Organic matter accumulation is one of the most effective methods of improving soil quality. Due to its high porosity and specific surface area, its ability to store both water and nutrients is much higher than that of mineral soils (organic matter can hold up to 6x its weight in water). By having a slow mineralization rate (only about 5% mineralizes each year), organic matter can serve as a steady source of nutrients throughout the year, especially during the warmer spring and summer months. When undisturbed, it naturally aggregates, forming a combination of inter and intra aggregate spaces that improve both water infiltration and drainage. Organic matter may take years to accumulate, and is commonly lost as a result of tilling. Tilling after harvests leaves organic matter exposed to the elements, resulting in increased rates of decomposition, and wind or water erosion.  Fields with healthy levels of organic matter usually have higher yields and require less fertilizer and irrigation inputs.  Implementing a long-term, no-till regime while simultaneously building your organic matter can save you money and labor in the long-run.

Building Organic Matter with No-Till

The key to accumulating organic matter is producing more than what is lost from decomposition and erosion. Fortunately, no-till farming practices reduce erosion by protecting the soil from exposure to the elements (wind and water), and the cooler temperatures that result from residue cover slow down the rate of decomposition. Unfortunately, no-till farming can pose as challenge to building organic matter, as it requires different methods than what could be implemented in a no-till regime. That does not mean that it cannot be done, however. With the appropriate knowledge and a new skill set, no-till farming can and will produce beneficial organic matter.

Crop Rotation

Rotating the cash and cover crops that you grow on your land is crucial for providing your soil with a diverse variety of organic matter.
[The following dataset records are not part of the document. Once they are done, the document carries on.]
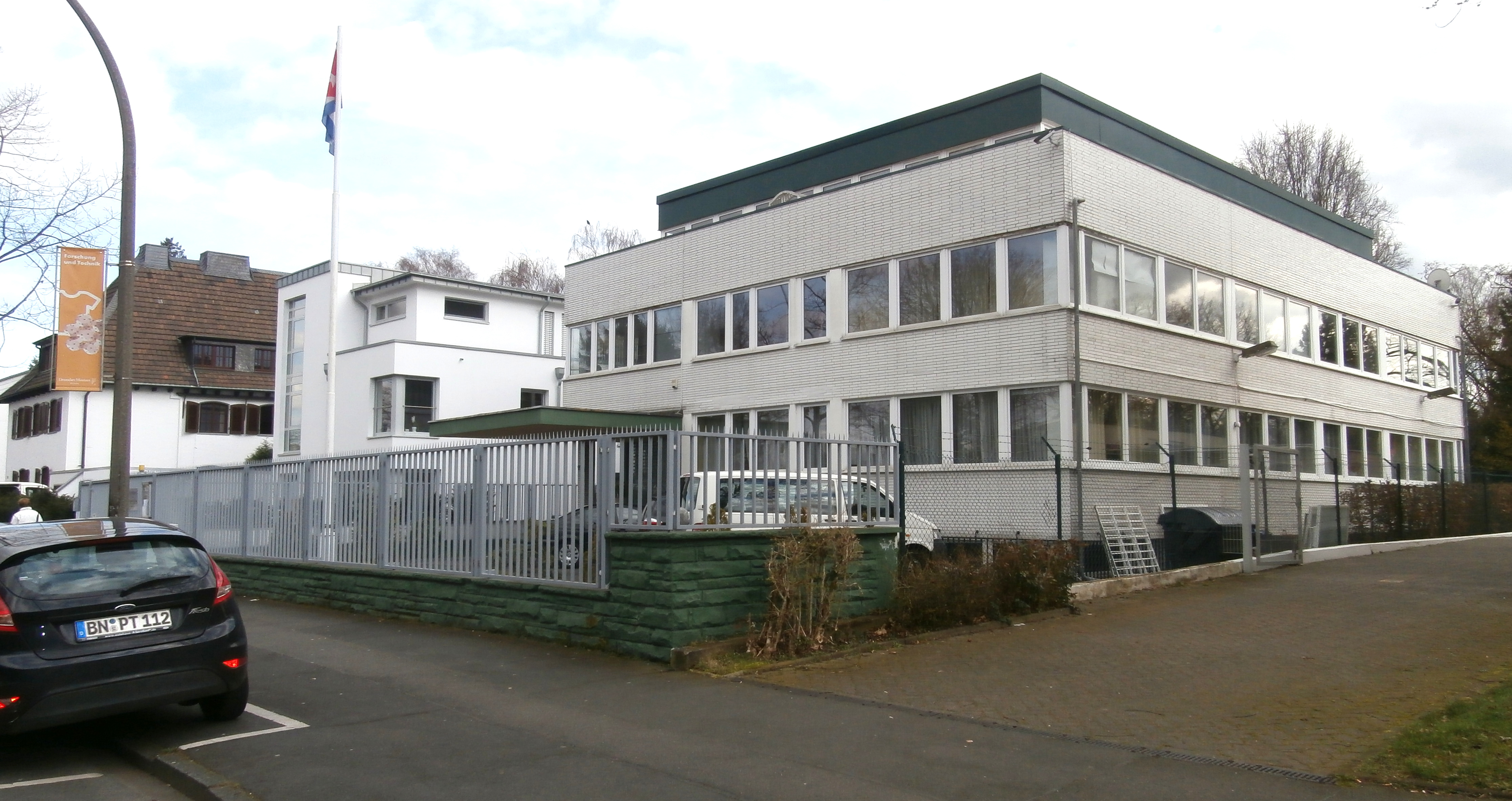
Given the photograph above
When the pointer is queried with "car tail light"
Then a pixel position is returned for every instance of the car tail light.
(223, 586)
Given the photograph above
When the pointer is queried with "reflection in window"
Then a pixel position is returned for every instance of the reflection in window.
(742, 321)
(976, 427)
(1032, 271)
(1210, 304)
(1328, 338)
(1247, 315)
(1178, 297)
(1139, 285)
(815, 303)
(642, 336)
(669, 335)
(711, 325)
(974, 280)
(1144, 428)
(921, 430)
(601, 344)
(1103, 274)
(867, 298)
(1299, 330)
(1106, 425)
(920, 289)
(772, 315)
(1181, 422)
(1215, 436)
(1035, 416)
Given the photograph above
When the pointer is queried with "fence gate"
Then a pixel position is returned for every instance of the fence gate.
(1271, 507)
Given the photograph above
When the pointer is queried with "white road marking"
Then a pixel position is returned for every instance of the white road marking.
(55, 780)
(285, 724)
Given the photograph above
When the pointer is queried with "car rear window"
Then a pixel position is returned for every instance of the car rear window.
(102, 567)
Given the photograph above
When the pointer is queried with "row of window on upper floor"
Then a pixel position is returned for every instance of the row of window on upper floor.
(1010, 274)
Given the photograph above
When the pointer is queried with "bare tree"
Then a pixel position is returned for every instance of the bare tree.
(1322, 167)
(436, 262)
(598, 239)
(41, 209)
(533, 274)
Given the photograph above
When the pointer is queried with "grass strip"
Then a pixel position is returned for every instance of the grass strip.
(1467, 744)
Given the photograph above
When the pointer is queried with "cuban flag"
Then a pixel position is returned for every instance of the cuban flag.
(329, 115)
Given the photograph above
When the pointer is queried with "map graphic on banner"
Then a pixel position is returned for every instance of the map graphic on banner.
(81, 319)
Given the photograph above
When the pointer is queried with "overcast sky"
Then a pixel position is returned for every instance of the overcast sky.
(501, 128)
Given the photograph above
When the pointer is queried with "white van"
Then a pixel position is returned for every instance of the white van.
(778, 498)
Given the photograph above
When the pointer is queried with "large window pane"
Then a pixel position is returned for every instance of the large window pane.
(1272, 319)
(601, 345)
(1247, 315)
(1181, 422)
(1103, 274)
(642, 336)
(1210, 304)
(1144, 428)
(1328, 338)
(1139, 285)
(1178, 297)
(1106, 425)
(711, 325)
(669, 335)
(974, 280)
(1305, 439)
(1299, 330)
(920, 289)
(815, 309)
(1215, 436)
(772, 315)
(976, 424)
(1033, 267)
(622, 342)
(581, 350)
(1035, 419)
(740, 321)
(921, 430)
(867, 298)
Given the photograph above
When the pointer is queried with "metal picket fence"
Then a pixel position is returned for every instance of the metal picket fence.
(528, 510)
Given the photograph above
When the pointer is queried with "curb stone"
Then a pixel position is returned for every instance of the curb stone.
(180, 771)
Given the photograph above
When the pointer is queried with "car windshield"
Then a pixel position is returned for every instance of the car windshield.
(102, 567)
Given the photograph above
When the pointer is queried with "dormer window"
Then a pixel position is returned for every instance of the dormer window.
(221, 357)
(389, 310)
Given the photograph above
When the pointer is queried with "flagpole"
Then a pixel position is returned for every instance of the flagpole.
(335, 264)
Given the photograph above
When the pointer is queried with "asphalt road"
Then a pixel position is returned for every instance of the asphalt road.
(404, 711)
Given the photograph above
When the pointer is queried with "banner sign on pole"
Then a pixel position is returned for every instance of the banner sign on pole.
(81, 319)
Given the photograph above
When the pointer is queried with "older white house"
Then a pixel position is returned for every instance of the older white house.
(1021, 276)
(410, 348)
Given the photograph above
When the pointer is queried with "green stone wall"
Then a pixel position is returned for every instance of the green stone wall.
(666, 590)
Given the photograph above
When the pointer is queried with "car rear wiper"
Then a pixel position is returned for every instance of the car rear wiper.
(149, 583)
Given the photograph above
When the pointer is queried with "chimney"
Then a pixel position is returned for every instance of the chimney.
(225, 265)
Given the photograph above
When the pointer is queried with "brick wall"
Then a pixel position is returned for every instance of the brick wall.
(666, 590)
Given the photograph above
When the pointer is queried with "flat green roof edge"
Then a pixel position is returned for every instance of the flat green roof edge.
(551, 416)
(1007, 108)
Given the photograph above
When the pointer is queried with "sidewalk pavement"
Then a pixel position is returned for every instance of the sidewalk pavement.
(1310, 669)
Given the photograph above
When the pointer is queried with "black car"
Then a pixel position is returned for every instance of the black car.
(100, 617)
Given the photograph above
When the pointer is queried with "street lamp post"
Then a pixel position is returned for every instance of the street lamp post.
(125, 283)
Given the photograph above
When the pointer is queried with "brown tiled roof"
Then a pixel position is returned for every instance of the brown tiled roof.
(177, 303)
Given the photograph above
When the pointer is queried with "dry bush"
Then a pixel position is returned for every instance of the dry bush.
(808, 570)
(1014, 578)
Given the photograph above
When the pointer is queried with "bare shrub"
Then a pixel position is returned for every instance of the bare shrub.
(1014, 578)
(808, 570)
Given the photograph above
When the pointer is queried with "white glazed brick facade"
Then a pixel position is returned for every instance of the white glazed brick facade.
(1006, 191)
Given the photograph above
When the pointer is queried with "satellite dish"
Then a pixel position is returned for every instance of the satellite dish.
(1440, 279)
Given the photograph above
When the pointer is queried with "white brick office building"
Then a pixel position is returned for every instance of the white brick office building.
(924, 274)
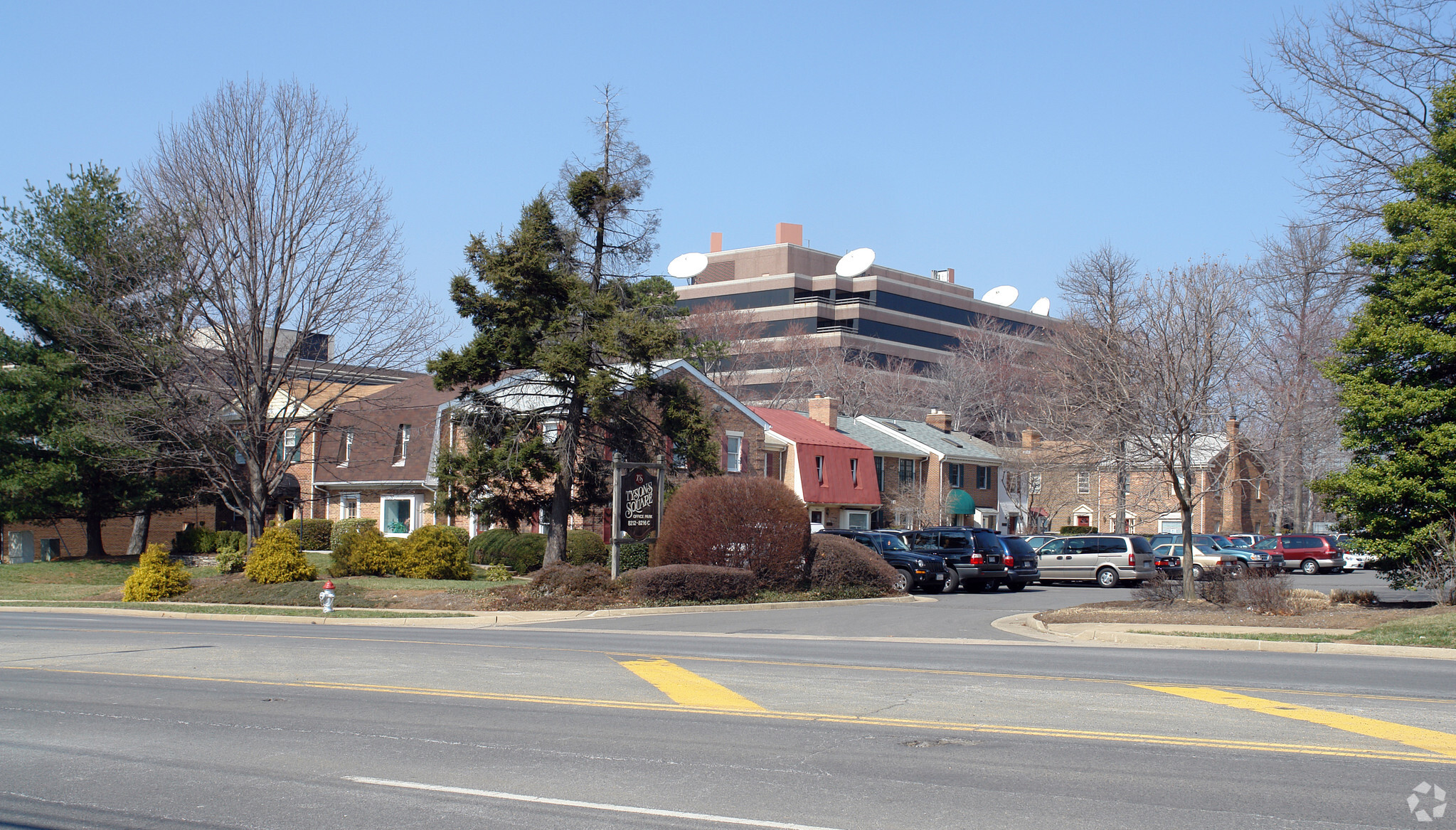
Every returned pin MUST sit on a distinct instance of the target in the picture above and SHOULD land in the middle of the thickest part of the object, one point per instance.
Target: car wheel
(902, 581)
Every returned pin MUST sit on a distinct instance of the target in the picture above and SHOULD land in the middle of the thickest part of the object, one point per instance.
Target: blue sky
(997, 139)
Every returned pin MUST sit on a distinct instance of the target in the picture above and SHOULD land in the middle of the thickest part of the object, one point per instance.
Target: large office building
(794, 292)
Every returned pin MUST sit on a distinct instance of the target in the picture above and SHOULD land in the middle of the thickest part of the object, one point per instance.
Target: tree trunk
(140, 528)
(94, 545)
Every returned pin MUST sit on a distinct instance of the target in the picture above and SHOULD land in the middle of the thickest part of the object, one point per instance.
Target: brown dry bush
(737, 521)
(846, 565)
(1159, 589)
(564, 580)
(694, 582)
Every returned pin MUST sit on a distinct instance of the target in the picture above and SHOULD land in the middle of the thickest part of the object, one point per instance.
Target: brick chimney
(940, 420)
(824, 410)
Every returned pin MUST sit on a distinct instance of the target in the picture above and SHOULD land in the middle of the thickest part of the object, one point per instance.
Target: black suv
(976, 554)
(919, 571)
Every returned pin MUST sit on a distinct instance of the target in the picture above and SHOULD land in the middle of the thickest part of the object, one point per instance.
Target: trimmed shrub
(738, 521)
(494, 574)
(156, 577)
(587, 548)
(694, 582)
(344, 546)
(524, 552)
(194, 539)
(563, 580)
(277, 558)
(459, 533)
(842, 564)
(349, 526)
(230, 561)
(375, 555)
(432, 552)
(232, 541)
(485, 548)
(631, 557)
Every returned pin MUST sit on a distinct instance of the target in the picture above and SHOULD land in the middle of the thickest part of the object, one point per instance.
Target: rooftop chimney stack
(824, 410)
(790, 233)
(940, 420)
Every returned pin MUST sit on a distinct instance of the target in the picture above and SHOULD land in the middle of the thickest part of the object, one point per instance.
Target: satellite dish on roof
(688, 265)
(1001, 296)
(855, 262)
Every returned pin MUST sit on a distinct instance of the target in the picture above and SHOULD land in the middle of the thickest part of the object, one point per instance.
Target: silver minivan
(1094, 557)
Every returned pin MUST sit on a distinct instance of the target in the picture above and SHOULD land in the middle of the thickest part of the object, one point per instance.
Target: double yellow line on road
(804, 717)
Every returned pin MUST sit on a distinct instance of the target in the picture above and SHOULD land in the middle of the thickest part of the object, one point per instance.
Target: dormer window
(402, 445)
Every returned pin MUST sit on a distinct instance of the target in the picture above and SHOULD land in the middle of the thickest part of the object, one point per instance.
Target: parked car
(1021, 563)
(1204, 558)
(1307, 552)
(976, 554)
(1040, 539)
(918, 571)
(1104, 558)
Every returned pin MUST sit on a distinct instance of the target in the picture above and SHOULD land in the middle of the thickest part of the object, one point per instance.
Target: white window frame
(733, 459)
(414, 513)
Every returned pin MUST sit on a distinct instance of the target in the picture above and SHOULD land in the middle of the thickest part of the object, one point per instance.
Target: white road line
(584, 804)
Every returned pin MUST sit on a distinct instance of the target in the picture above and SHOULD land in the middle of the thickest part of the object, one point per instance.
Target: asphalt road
(168, 724)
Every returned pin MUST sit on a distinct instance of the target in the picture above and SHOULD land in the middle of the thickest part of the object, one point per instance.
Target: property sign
(638, 496)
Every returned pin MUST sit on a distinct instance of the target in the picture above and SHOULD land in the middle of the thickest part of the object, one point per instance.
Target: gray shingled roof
(957, 447)
(876, 440)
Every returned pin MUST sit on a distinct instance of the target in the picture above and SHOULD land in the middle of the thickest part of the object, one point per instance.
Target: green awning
(958, 503)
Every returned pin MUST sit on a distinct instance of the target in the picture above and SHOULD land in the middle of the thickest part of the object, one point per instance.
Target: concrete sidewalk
(1122, 634)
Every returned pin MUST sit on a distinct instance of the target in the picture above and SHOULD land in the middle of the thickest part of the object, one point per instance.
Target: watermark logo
(1426, 795)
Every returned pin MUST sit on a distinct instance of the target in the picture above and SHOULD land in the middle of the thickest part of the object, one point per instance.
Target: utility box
(21, 546)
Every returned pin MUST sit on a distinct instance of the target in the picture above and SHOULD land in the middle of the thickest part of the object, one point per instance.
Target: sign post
(637, 504)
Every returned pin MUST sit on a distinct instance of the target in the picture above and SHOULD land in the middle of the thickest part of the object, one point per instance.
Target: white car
(1356, 561)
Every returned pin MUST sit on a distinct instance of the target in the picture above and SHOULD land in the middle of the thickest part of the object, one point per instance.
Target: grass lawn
(101, 578)
(1435, 631)
(190, 609)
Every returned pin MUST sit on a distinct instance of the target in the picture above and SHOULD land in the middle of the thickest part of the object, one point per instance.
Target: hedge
(432, 552)
(349, 526)
(277, 558)
(156, 577)
(738, 521)
(314, 533)
(844, 564)
(694, 582)
(485, 548)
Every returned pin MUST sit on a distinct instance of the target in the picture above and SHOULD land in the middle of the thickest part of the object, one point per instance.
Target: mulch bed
(1207, 613)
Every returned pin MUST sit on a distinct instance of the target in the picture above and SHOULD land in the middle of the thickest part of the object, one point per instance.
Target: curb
(1019, 624)
(474, 619)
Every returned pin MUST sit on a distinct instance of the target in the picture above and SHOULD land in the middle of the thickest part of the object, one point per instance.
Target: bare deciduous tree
(287, 245)
(1304, 289)
(1354, 90)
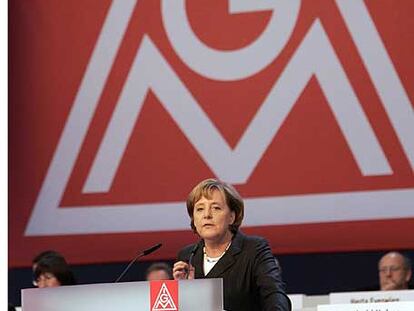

  • Legumes- legumes are nitrogen fixing plants that provide natural sources of nitrogen to your soil.
  • Surface Residue- Plants like grain corns that produce lots of leaf litter are a good source of surface organic matter.
  • Sub-Surface Residue (Roots)- Roots are just as important for adding organic matter as leaf litter and other above ground sources. Sod crops are a good choice for growing roots, and the taller they are allowed to grow, the deeper the roots will go.

Cover crops and  Green Manure

Cover crops provide erosion protection to the soil surface between growing seasons, and can act as a green manure once it is time to plant cash crops. A roller/crimper tool can be used to kill the cover crops and leave it on the field, where it will continue to protect the soil surface, and release nutrients as it degrades into organic matter. Colder soil temperatures are another result of green manure, which can prevent organic matter from decomposing too quickly during Spring and Summer.

Fertilize your soils

While having a substantial presence of organic matter means you can eventually reduce fertilizer inputs, it is important that you are not depriving your soil of necessary nutrients in the process. Having an appropriately fertilized farm results in more plant residue that can turn into organic matter. Studies have shown that phosphorus and potash can be effectively applied on the surface when green manures are present. Nitrogen, however works best when injected directly into the soil, which can be done with equipment that slices through green manure and surface residue.

Monitor Soil Conditions

Frequent soil testing is important in order to adjust your practices based on the specific needs of your land. Fungal and bacterial communities are beneficial to plants, but when their populations are out of balance, they can negatively affect organic matter production. C:N ratios are also important, as too high a ratio can result in an excess of microbial activity and nitrogen deficiency. Consult a professional to determine what no-till practices will best assist you in accumulating organic matter.